Wednesday evening I got the draft report for Chai. It was very confronting and not at all what I expected. He has ASD and a few other conditions that it affect him a lot more than I realised. I'm really worried about how it will affect him long term, but this report gives me the information that I need to get the appropriate support. 
It's all new and I'm still trying to get my head around it. Once I get the official report I'll be able to start the wheels turning and get him the help that he needs. 
 
I feel like taking the report to all the people who said there was nothing wrong and shoving it in their faces. The teacher who said he was just naughty and asked me if I disciplined him at home. The psych who told me it was up to me to heal my family. The psych who told me that parents who don't medicate their children are non compliant. The paed who told me that he didn't have ASD because he offered him a chewie. My cousin who thinks he just needs a good belting. I could go on.
They can all take a flying leap into the nearest dung pile.  
 
I'm not even going to tell those people about his diagnosis, they don't deserve to know. 
 
I don't know what to do about telling people. At the moment I'm letting Chai tell the people that he wants to. He's telling everyone. He happily announces it to everyone we see.
 
I'm not sure if it's something I'm going to tell people. It's not a secret but I also don't think that everyone needs to know. I'm worried that he'll be judged if people know. 
The diagnosis hasn't changed him, he's still my beautiful little boy. I want people to see that and not see the diagnosis.

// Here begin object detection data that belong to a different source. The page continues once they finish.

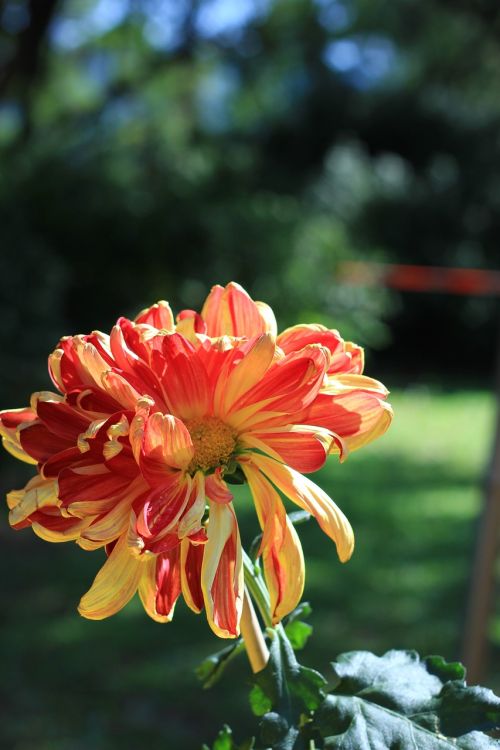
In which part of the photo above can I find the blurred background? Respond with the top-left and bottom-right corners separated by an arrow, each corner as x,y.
0,0 -> 500,750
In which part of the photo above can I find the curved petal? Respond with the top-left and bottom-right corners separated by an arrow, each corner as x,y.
0,408 -> 38,464
201,503 -> 243,638
243,464 -> 305,624
177,471 -> 206,539
163,333 -> 211,419
78,534 -> 143,620
301,390 -> 393,453
155,544 -> 181,621
277,324 -> 364,373
201,282 -> 276,337
138,555 -> 171,622
135,300 -> 174,331
205,468 -> 233,503
239,425 -> 344,474
214,333 -> 276,418
181,539 -> 205,614
227,344 -> 329,431
251,454 -> 354,562
143,412 -> 194,469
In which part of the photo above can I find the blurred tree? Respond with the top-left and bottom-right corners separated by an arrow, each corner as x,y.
0,0 -> 500,412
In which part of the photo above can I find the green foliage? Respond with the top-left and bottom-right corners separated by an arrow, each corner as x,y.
203,724 -> 254,750
206,644 -> 500,750
285,604 -> 312,651
195,638 -> 245,688
313,651 -> 500,750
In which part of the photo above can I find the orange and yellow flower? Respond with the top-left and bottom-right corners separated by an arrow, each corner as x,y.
0,283 -> 392,637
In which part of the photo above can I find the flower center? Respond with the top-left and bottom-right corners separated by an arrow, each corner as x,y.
185,417 -> 236,473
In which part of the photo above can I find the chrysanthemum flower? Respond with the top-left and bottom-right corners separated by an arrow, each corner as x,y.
0,283 -> 391,637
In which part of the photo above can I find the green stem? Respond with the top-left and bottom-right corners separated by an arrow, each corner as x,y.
243,550 -> 273,628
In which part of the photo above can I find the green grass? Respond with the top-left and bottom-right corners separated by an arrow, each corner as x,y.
0,389 -> 500,750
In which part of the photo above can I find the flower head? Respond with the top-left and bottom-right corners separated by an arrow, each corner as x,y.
0,283 -> 392,637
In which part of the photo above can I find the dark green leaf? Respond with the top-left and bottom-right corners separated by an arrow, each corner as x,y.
431,680 -> 500,737
315,695 -> 500,750
424,656 -> 466,682
249,685 -> 272,716
251,626 -> 326,750
332,651 -> 442,716
202,724 -> 255,750
260,711 -> 299,750
195,638 -> 245,688
314,651 -> 500,750
286,602 -> 312,624
285,620 -> 312,651
285,602 -> 313,651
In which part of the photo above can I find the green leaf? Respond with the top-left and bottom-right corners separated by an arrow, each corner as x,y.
285,602 -> 313,651
202,724 -> 255,750
285,620 -> 312,651
431,680 -> 500,737
314,651 -> 500,750
315,695 -> 500,750
424,656 -> 466,682
249,685 -> 272,716
254,626 -> 326,750
195,638 -> 245,688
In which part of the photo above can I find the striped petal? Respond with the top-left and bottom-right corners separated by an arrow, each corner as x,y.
155,544 -> 181,621
239,425 -> 344,474
78,534 -> 143,620
201,282 -> 276,337
242,464 -> 305,624
201,503 -> 243,638
301,390 -> 393,452
181,539 -> 205,614
251,454 -> 354,562
138,555 -> 171,622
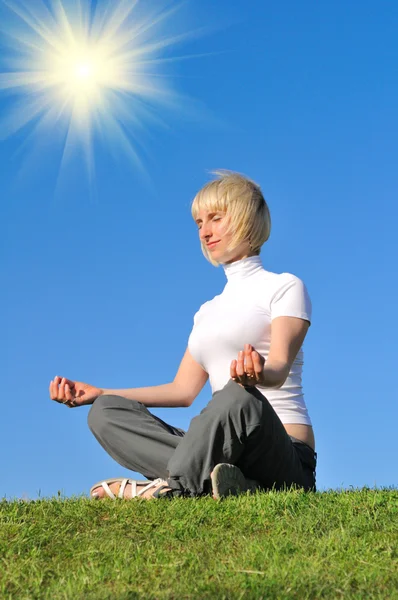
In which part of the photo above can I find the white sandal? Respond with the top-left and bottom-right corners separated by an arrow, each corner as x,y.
90,477 -> 166,500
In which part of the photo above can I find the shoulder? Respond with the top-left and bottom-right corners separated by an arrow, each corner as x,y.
270,273 -> 312,322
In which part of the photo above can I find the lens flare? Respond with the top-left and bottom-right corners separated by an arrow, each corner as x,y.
0,0 -> 196,182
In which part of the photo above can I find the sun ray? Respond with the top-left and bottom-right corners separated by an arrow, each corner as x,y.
0,0 -> 201,186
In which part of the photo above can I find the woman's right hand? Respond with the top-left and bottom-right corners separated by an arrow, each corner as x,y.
49,377 -> 104,408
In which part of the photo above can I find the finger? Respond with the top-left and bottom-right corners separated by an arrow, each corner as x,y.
58,377 -> 66,401
236,350 -> 245,377
229,360 -> 237,379
65,382 -> 73,400
50,378 -> 58,401
252,352 -> 265,373
245,344 -> 254,375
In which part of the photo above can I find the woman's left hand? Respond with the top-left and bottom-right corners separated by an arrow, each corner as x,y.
230,344 -> 265,386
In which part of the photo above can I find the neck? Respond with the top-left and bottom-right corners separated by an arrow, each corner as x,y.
222,255 -> 264,282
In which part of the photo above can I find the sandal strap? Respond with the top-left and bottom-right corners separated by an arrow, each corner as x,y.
136,477 -> 163,497
101,481 -> 116,500
117,479 -> 128,498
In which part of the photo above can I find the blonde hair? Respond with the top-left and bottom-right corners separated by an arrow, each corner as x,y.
191,170 -> 271,266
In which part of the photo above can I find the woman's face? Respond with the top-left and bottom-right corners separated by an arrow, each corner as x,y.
196,209 -> 251,263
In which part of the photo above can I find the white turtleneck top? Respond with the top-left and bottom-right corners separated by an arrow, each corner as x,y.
188,256 -> 312,425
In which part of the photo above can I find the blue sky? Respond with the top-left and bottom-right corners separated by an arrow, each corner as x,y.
0,0 -> 398,498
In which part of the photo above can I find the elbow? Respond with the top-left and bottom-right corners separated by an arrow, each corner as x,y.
180,398 -> 194,408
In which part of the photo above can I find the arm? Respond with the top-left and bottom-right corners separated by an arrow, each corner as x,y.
231,317 -> 310,389
101,348 -> 209,408
261,317 -> 310,389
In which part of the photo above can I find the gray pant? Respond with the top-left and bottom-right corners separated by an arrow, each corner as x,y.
88,379 -> 316,496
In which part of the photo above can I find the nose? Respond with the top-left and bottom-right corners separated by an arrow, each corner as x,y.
199,221 -> 212,242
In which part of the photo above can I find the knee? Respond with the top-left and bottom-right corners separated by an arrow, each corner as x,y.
87,394 -> 143,434
87,394 -> 130,433
208,380 -> 262,416
87,395 -> 111,433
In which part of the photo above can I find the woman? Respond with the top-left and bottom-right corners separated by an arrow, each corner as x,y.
50,171 -> 316,499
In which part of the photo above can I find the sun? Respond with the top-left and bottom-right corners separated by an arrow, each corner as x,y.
0,0 -> 193,183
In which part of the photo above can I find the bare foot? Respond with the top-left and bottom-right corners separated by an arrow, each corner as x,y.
91,480 -> 167,500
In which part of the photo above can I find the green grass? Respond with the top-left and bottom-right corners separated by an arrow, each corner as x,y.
0,489 -> 398,600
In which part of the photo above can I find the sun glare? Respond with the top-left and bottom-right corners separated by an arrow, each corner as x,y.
0,0 -> 193,183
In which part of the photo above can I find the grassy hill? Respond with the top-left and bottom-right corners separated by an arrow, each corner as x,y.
0,489 -> 398,600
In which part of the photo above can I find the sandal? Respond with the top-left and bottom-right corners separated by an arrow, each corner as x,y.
90,477 -> 168,500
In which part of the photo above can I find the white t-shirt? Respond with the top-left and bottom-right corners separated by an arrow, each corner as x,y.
188,256 -> 312,425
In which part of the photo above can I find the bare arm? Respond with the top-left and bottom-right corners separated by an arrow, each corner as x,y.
101,348 -> 209,408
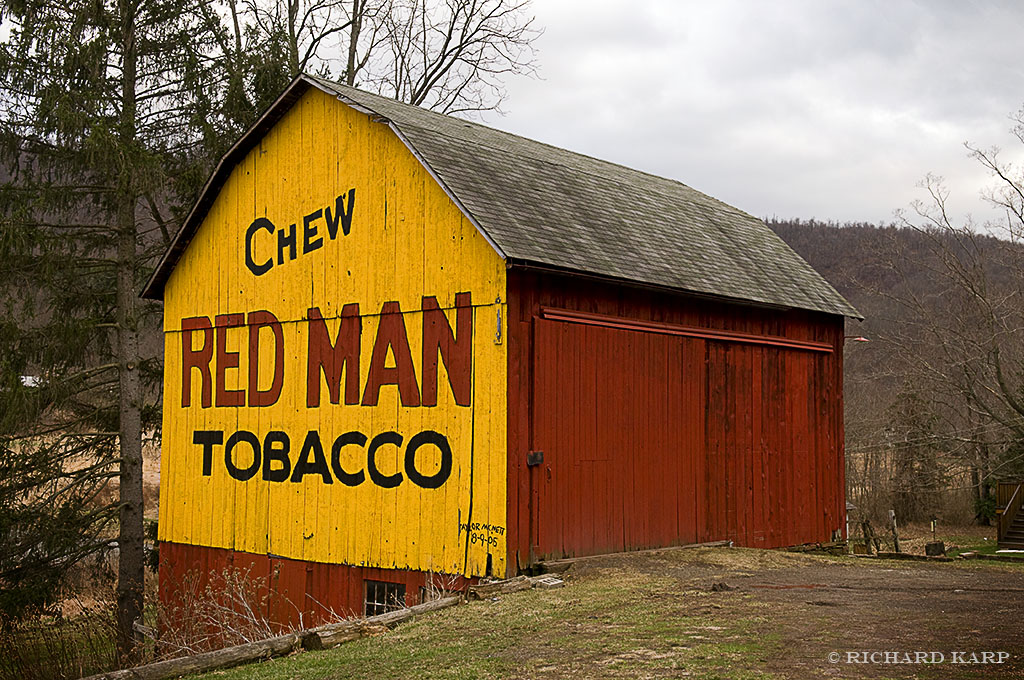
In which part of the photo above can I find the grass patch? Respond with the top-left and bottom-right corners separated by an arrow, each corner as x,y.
205,557 -> 780,680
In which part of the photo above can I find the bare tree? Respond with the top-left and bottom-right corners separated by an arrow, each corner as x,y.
882,110 -> 1024,519
235,0 -> 541,114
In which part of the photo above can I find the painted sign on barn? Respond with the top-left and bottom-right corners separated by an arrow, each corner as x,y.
160,90 -> 507,575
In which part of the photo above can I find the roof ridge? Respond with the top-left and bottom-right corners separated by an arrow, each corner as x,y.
309,76 -> 741,209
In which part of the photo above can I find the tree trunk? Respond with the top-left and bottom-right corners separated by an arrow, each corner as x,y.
345,0 -> 366,86
288,0 -> 299,78
117,0 -> 145,663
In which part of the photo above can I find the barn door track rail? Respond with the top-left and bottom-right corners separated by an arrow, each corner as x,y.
541,307 -> 835,354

Plus, medical conditions aren't something that I tell people so why should it be any different with Chai? I don't tell everyone I meet that I'm an asthmatic or that I have Crohn's. It's not a secret but at the same time it's not something that I announce to everyone I meet.
 
In the end these are just a few more hurdles that we need to get over and that's exactly what we'll do. 
 
Fingers crossed we're out of lockdown at 6pm today!